As mentioned, this is about pipe burst temperature. The stuff actually does freeze above these temps: "-50F" solution freezes at +10F and expands enough to burst your PVC at -10F, copper at -50F. And this is when tested in brand new pipe. Yours may have some prior stresses that weaken it further.

*Antifreeze Freezes*

I found some useful data in Wikipedia's "Propylene Glycol" article but the important part of it is:

Freezing Points of Propylene Glycol/Water Mixtures vs. Percent Propylene Glycol
%......°F.....°C
0......32......0
10.....26.....-3
20.....20.....-7
30.....10....-12
36......0....-18
40.....-5....-20
43....-10....-23
48....-20....-29
52....-30....-34
55....-40....-40
58....-50....-46
60....-60....-51

This clearly shows that if I want to avoid freezing in NJ I need to use solution that is at least 50% PG. This roughly corresponds to the -100F products (actually about "-85F" at this concentration) and gives me a measure of burst prevention in PVC down to -45F. More expensive at ~$11.00 per gallon vs. $4 for -50F, but still cheap insurance. (I also found limited offerings of 100% PG, which would allow me to mix my own ideal concentration, but it's pretty expensive.)

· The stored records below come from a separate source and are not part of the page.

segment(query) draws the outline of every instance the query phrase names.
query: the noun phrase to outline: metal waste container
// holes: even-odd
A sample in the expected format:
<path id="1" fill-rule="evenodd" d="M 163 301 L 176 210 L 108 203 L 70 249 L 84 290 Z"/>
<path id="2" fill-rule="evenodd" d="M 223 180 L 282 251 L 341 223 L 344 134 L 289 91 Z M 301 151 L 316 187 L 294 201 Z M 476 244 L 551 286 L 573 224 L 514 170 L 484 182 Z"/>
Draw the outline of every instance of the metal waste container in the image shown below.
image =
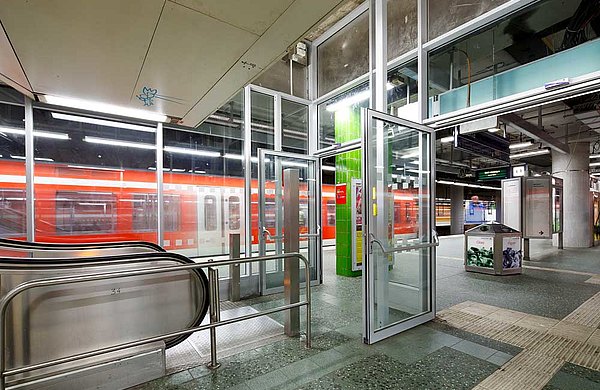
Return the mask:
<path id="1" fill-rule="evenodd" d="M 520 274 L 521 233 L 501 223 L 484 223 L 465 233 L 465 270 L 492 275 Z"/>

Of course it also strongly justifies owners who first blow out the water, then pump in antifreeze, _then _blow that out too. This leaves only a residue of antifreeze, supposedly too little to collect and freeze damagingly in pipes. But the bottom line is to think hard about your own situation and play it safe to avoid springtime heartbreak.

Happy camping!


----------